“I’m Too Busy to Date.” Cut the Bullsh*t

Stop me if you’ve heard this one before: “I’m working two jobs while going to school. I just don’t have time to date.”

Listen, if a high-powered CEO can find time to cheat on his wife with a twenty-something year old mistress and then marry her once the ink dries on the divorce papers you have time to date. If a celebrity you idolize (who has done nothing of substantial worth for society) can manage three movies a year while getting married to another celebrity after dating a mere seven months- you have time to date. I’ll dumb it down for you- if you have the nerve to look at your phone to tweet/scroll through endless plates of food on Instagram, you have time to text someone to get to know them to date.
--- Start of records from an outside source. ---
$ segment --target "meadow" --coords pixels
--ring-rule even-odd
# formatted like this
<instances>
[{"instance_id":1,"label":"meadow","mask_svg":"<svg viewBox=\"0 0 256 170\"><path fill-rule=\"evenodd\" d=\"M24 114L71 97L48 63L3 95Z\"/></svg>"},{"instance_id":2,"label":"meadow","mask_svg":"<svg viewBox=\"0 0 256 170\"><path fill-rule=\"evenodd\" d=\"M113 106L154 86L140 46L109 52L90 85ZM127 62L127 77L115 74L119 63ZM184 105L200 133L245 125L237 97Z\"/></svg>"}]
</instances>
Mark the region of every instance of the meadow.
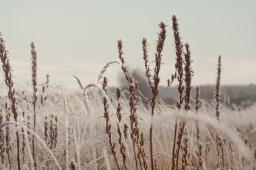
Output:
<instances>
[{"instance_id":1,"label":"meadow","mask_svg":"<svg viewBox=\"0 0 256 170\"><path fill-rule=\"evenodd\" d=\"M183 42L178 19L172 19L172 29L158 25L153 58L148 40L141 41L150 94L141 92L127 67L122 40L117 41L117 60L99 71L98 83L84 85L74 76L75 91L51 86L49 75L38 80L36 48L31 43L31 89L15 89L8 42L1 36L7 93L0 98L0 169L255 170L256 105L231 108L220 102L221 56L212 77L213 100L200 99L199 87L192 91L193 55ZM160 91L162 52L170 31L175 72ZM120 65L128 83L115 92L109 90L110 77L104 77L112 65ZM179 94L175 103L162 99L170 87Z\"/></svg>"}]
</instances>

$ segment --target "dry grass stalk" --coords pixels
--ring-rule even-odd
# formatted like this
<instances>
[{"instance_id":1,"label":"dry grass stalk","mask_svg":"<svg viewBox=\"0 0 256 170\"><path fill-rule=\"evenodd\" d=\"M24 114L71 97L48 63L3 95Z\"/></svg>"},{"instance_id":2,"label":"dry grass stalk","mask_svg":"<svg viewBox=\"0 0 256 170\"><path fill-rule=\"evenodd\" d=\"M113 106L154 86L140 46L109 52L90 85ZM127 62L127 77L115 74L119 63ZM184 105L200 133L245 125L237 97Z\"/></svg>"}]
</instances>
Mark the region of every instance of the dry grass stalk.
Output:
<instances>
[{"instance_id":1,"label":"dry grass stalk","mask_svg":"<svg viewBox=\"0 0 256 170\"><path fill-rule=\"evenodd\" d=\"M136 98L137 96L135 95L136 91L136 85L134 86L133 84L130 85L129 87L129 91L130 91L130 97L129 97L129 106L130 106L130 122L131 122L131 138L133 140L133 153L134 153L134 158L135 159L135 163L136 163L136 169L138 169L138 165L137 165L137 153L135 151L136 146L138 146L139 143L139 128L137 126L138 125L138 121L137 121L137 101ZM139 159L139 162L140 163L140 160Z\"/></svg>"},{"instance_id":2,"label":"dry grass stalk","mask_svg":"<svg viewBox=\"0 0 256 170\"><path fill-rule=\"evenodd\" d=\"M33 125L33 132L36 130L36 101L37 101L37 54L36 51L36 47L34 42L31 43L31 55L32 55L32 82L33 87L33 95L32 96L32 103L33 105L33 112L34 112L34 125ZM36 163L35 159L35 152L34 152L34 136L32 136L32 155L34 163L34 168L36 169Z\"/></svg>"},{"instance_id":3,"label":"dry grass stalk","mask_svg":"<svg viewBox=\"0 0 256 170\"><path fill-rule=\"evenodd\" d=\"M117 88L117 117L118 118L119 123L120 124L121 120L122 119L122 114L121 112L121 110L122 109L122 107L121 106L120 102L119 102L119 99L121 97L121 89L120 88ZM125 169L127 169L127 167L126 166L126 155L125 155L125 148L123 142L122 142L122 133L121 133L121 129L119 126L119 123L117 123L117 133L119 134L119 143L120 145L120 153L121 155L122 155L122 159L123 159L123 167L125 167Z\"/></svg>"},{"instance_id":4,"label":"dry grass stalk","mask_svg":"<svg viewBox=\"0 0 256 170\"><path fill-rule=\"evenodd\" d=\"M3 106L0 110L0 124L3 122ZM5 163L5 135L4 134L3 130L0 129L0 157L1 159L1 163L3 165Z\"/></svg>"},{"instance_id":5,"label":"dry grass stalk","mask_svg":"<svg viewBox=\"0 0 256 170\"><path fill-rule=\"evenodd\" d=\"M197 86L196 91L195 91L195 112L196 112L196 113L198 113L199 109L200 108L199 95L200 95L199 87L198 86ZM202 158L202 155L203 155L202 145L201 145L201 143L200 142L200 130L199 130L199 126L197 122L195 122L195 128L197 130L196 136L197 136L197 149L195 150L195 152L196 152L197 156L198 157L198 160L199 160L199 161L198 161L199 162L199 169L201 169L203 168L203 160Z\"/></svg>"},{"instance_id":6,"label":"dry grass stalk","mask_svg":"<svg viewBox=\"0 0 256 170\"><path fill-rule=\"evenodd\" d=\"M174 37L174 42L175 42L175 53L176 53L176 64L175 64L175 69L177 71L177 79L178 79L178 92L179 93L179 100L177 102L177 107L179 110L181 109L181 104L183 102L184 97L183 97L183 46L181 38L180 36L180 33L179 32L179 24L178 24L178 19L176 18L175 15L172 16L172 30L173 30L173 34ZM172 170L174 170L175 167L176 169L178 169L178 161L179 161L179 152L175 151L175 147L176 147L176 140L177 140L177 125L178 125L178 120L176 120L175 121L175 127L174 127L174 140L173 140L173 146L172 146ZM181 140L181 130L180 130L178 136L179 138ZM179 146L181 140L178 141L178 150L179 150ZM175 163L175 158L176 158L176 163ZM176 166L175 166L176 165Z\"/></svg>"},{"instance_id":7,"label":"dry grass stalk","mask_svg":"<svg viewBox=\"0 0 256 170\"><path fill-rule=\"evenodd\" d=\"M218 60L218 71L217 71L217 79L216 86L215 89L215 100L216 100L216 112L218 120L220 120L220 75L221 75L221 56L219 56Z\"/></svg>"},{"instance_id":8,"label":"dry grass stalk","mask_svg":"<svg viewBox=\"0 0 256 170\"><path fill-rule=\"evenodd\" d=\"M108 81L105 77L103 78L103 81L102 82L102 89L104 91L106 95L107 95L106 87L108 85ZM104 118L106 120L105 130L106 130L106 132L108 135L108 142L109 142L109 144L110 145L111 153L113 155L115 162L117 166L118 169L121 170L119 165L117 161L117 158L116 155L117 153L115 149L115 142L112 141L111 129L110 129L111 125L109 124L109 111L108 111L109 105L108 104L106 97L103 97L103 105L104 105Z\"/></svg>"},{"instance_id":9,"label":"dry grass stalk","mask_svg":"<svg viewBox=\"0 0 256 170\"><path fill-rule=\"evenodd\" d=\"M0 58L2 62L2 68L5 74L5 82L8 87L8 97L11 100L11 112L13 116L14 121L18 122L18 112L16 108L16 97L15 96L15 88L12 80L11 65L8 58L8 51L6 50L5 42L0 33ZM16 130L16 143L17 143L17 163L18 169L21 169L20 158L20 137L19 131Z\"/></svg>"}]
</instances>

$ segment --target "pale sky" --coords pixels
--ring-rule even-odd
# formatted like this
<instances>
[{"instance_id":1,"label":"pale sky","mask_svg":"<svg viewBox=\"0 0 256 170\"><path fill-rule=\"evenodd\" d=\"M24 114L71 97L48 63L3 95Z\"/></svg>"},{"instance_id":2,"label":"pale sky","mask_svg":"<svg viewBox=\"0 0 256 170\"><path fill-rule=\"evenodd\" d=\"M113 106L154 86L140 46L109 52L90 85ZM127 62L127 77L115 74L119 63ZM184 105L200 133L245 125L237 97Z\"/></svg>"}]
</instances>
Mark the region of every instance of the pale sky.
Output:
<instances>
[{"instance_id":1,"label":"pale sky","mask_svg":"<svg viewBox=\"0 0 256 170\"><path fill-rule=\"evenodd\" d=\"M158 24L168 26L163 50L162 84L174 73L172 16L184 42L191 44L193 85L214 84L219 54L223 84L256 83L256 1L1 1L0 31L9 51L18 86L31 81L30 43L38 53L38 83L78 86L96 83L109 61L118 60L117 40L124 41L126 65L144 71L141 40L150 60L156 52ZM154 63L151 63L153 65ZM118 85L119 65L106 73ZM3 73L2 70L1 72ZM3 75L2 75L3 81Z\"/></svg>"}]
</instances>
Women say they want a man who is understanding, supportive, and blah blah blah but are not putting the time in. I’m sorry but school is not an excuse. Your nose can’t be buried in your books all day every day. Studying that much will turn your brain into mush rendering your attempts at memorizing notes useless.

You want a man who is supportive but won’t let him help you study- come up with vocabulary flashcards, make up mock quizzes for you to practice on, none of that? But, wait, didn’t you say you wished TV romances were real? Remember in One Tree Hill when Haley James helped Nathan go from being a C- to an A student? She motivated him, she made him wanna be a better man. She started out as his his tutor, yes, but it isn’t like you know everything in the world in what you’re studying that you can’t pick up something new from an outside source. Nathan taught Haley how to be confident in herself, something she had been severely lacking. They made it work because they built what they had. 
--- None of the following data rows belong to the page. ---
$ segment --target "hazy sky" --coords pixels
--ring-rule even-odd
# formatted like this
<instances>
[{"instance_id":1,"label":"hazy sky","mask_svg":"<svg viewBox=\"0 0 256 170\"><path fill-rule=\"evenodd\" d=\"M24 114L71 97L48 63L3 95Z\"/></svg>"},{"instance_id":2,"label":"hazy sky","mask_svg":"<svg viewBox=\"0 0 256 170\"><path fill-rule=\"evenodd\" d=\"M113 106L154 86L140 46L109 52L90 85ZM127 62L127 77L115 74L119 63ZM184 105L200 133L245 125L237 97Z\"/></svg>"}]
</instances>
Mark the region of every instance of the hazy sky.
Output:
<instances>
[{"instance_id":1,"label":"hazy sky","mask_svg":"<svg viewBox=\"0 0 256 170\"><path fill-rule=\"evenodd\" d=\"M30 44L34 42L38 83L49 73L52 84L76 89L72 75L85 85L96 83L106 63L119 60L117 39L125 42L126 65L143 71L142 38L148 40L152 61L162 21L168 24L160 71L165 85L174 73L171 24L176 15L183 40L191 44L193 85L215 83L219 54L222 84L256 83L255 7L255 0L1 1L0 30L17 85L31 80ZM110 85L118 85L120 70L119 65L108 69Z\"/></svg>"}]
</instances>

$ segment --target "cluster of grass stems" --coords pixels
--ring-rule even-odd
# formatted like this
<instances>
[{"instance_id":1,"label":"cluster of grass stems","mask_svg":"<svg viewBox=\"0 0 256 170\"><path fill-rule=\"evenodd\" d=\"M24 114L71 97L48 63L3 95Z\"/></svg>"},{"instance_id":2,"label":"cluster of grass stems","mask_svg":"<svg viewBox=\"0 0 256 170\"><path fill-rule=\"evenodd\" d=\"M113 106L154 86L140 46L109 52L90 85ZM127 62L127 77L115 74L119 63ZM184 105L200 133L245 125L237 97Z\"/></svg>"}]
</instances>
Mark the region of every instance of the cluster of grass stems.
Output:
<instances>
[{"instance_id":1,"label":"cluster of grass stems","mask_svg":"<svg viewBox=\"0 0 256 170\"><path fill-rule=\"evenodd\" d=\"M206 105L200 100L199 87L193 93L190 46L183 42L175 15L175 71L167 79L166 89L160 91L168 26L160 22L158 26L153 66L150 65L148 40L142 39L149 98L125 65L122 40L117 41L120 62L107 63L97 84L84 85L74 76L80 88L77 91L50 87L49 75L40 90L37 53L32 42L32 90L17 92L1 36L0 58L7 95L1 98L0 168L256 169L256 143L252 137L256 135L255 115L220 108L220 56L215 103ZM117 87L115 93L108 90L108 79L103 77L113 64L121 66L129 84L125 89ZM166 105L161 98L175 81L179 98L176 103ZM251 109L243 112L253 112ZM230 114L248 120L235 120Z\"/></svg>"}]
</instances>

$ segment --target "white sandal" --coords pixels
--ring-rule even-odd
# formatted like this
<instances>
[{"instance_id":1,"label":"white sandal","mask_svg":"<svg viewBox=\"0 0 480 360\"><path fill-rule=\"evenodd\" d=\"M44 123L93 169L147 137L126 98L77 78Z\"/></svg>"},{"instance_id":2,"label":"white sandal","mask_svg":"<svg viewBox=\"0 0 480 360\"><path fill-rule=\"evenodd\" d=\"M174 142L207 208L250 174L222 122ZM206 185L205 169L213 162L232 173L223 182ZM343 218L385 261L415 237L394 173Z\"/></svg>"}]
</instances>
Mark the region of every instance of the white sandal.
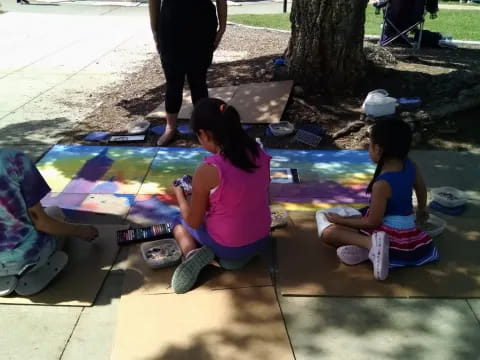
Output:
<instances>
[{"instance_id":1,"label":"white sandal","mask_svg":"<svg viewBox=\"0 0 480 360\"><path fill-rule=\"evenodd\" d=\"M18 279L15 292L21 296L29 296L42 291L62 271L67 262L67 254L63 251L54 252L44 266L27 272Z\"/></svg>"}]
</instances>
High school dating is different than college. WRONG. You only think it’s different because that’s what society tells you. They say once you get to college you have to be serious. Why? It’s just another piece of paper. If you can do some underage drinking as a high school sophomore you can meet for a few beers as a college freshman. If you can accept your high school boyfriend’s “promise ring” then you can kiss that boy in your psych class in front of the English building. This is doubly true if you’re in community college. It’s basically another version of high school. Stop making excuses for reasons that don’t exist.

Back to the Haley James/Nathan thing- you’re telling me the roles can’t be reversed? You’re too proud to accept help from someone who is willing to go out of his way to help you get that illusive A+ despite just meeting you? I’m lost. You women need to stop wanting to be so independent & proud while stopping this expectation that a man will just sit around hoping you’ll finally make time for him while you’re tweeting that you can’t find a good man who will make time for you. Fucking hypocrites. Didn’t he offer to meet you during your lunch break at work- so what if it’s a half hour. You think he’s not happy to just be with you? The little things count. Well that’s one of the many little things, dummy.
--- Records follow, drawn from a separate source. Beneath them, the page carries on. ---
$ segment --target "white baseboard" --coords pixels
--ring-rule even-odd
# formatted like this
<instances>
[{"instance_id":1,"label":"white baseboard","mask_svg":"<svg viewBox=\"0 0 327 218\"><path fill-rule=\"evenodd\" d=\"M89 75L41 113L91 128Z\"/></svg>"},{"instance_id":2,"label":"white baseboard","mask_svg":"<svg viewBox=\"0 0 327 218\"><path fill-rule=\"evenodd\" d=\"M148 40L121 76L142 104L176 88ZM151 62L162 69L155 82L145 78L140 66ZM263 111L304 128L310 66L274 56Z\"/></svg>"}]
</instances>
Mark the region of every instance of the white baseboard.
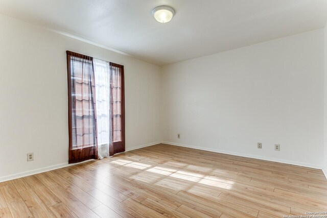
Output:
<instances>
[{"instance_id":1,"label":"white baseboard","mask_svg":"<svg viewBox=\"0 0 327 218\"><path fill-rule=\"evenodd\" d=\"M282 160L282 159L279 159L271 158L268 158L268 157L262 157L262 156L256 156L256 155L249 155L249 154L243 154L243 153L238 153L238 152L229 152L229 151L228 151L220 150L219 150L219 149L209 149L209 148L203 148L203 147L196 147L196 146L189 146L189 145L188 145L188 144L180 144L180 143L174 143L174 142L169 142L169 141L161 141L161 143L162 143L163 144L171 144L172 146L180 146L181 147L189 148L191 148L191 149L198 149L198 150L203 150L203 151L209 151L209 152L216 152L216 153L229 154L229 155L231 155L239 156L245 157L249 157L249 158L251 158L258 159L259 159L259 160L267 160L267 161L269 161L277 162L278 162L278 163L287 163L287 164L289 164L296 165L298 165L298 166L305 166L305 167L307 167L314 168L315 168L315 169L321 169L321 168L322 168L321 166L318 166L318 165L315 165L315 164L311 164L307 163L302 163L302 162L300 162L292 161L290 161L290 160ZM324 173L326 173L326 172L324 172ZM327 174L326 174L325 173L325 175L327 175ZM326 177L326 178L327 178L327 177Z\"/></svg>"},{"instance_id":2,"label":"white baseboard","mask_svg":"<svg viewBox=\"0 0 327 218\"><path fill-rule=\"evenodd\" d=\"M161 143L161 142L158 141L156 142L149 143L148 144L136 146L135 147L127 150L126 152L134 150L135 149L138 149L142 148L145 148L148 146L154 146L155 144L159 144L160 143ZM91 160L94 160L90 159L90 160L85 160L85 161L80 162L79 163L76 163L68 164L68 162L63 163L59 164L53 165L52 166L46 166L45 167L39 168L38 169L33 169L29 171L26 171L22 173L18 173L17 174L12 174L9 176L5 176L4 177L0 177L0 182L6 182L6 181L18 179L20 178L25 177L26 176L31 176L31 175L39 174L41 173L44 173L48 171L53 171L54 169L59 169L60 168L65 167L66 166L72 166L73 165L78 164L80 163L84 163L87 161L90 161Z\"/></svg>"},{"instance_id":3,"label":"white baseboard","mask_svg":"<svg viewBox=\"0 0 327 218\"><path fill-rule=\"evenodd\" d=\"M48 171L53 171L54 169L59 169L60 168L65 167L66 166L72 166L73 165L79 164L80 163L84 163L91 160L87 160L83 162L71 164L68 164L68 162L60 163L59 164L53 165L52 166L46 166L45 167L39 168L38 169L32 169L31 171L25 171L25 172L12 174L11 175L0 177L0 182L6 182L6 181L11 180L13 179L19 179L20 178L25 177L26 176L32 176L41 173L44 173Z\"/></svg>"},{"instance_id":4,"label":"white baseboard","mask_svg":"<svg viewBox=\"0 0 327 218\"><path fill-rule=\"evenodd\" d=\"M327 169L323 168L322 172L323 172L323 174L325 175L325 177L326 177L326 179L327 179Z\"/></svg>"}]
</instances>

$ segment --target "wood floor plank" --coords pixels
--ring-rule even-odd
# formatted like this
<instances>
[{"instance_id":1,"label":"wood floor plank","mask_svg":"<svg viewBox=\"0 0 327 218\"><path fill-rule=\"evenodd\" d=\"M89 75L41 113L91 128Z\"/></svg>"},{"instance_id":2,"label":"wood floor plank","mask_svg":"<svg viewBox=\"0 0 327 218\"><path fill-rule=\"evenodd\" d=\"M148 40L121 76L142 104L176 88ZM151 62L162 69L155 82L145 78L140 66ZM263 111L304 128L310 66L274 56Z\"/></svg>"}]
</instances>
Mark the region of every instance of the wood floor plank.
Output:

I had the pleasure of assisting a woman I met on twitter with an essay she’s writing for her anthropology class. She has a boyfriend so I knew my place. After voicing my opinion about something she tweeted in regards to this essay she mentioned wanting to ask me for advice. She knows I’m a writer so not only did she want my help but specifically singled me out because she knew I would know what I was doing. I was elated with the fact that she even thought of me. Here I am thinking my tweets are being ignored but she noticed me, remembered me, thought of me. Doesn’t matter that she has a boyfriend- as someone who would like to be a friend I’m glad that I was able to prove some kind of worth to another human being. She utilized my skills as a writer to give her pointers. Where has any of this been with the fish I have managed to wheel in?

I want to be the boyfriend who helps you pass your classes, who shares in the excitement at the sight of your A’s because I know how hard you worked but also take pride in the fact that I helped you get there. I’m being a supportive boyfriend not by sitting on the damn sidelines waiting for you to call, but sitting right beside you in battle; the way things should be. I want to learn what you’re learning. They say if a writer falls in love with you, you’ll never die. By letting me help you I will be learning new things which might spark the topic of a novel which means you will most likely be in it.

Immortality through the written word. Even in your death men will be looking for you in the women they meet because they fell in love with the you on my pages. What could be more romantic than that?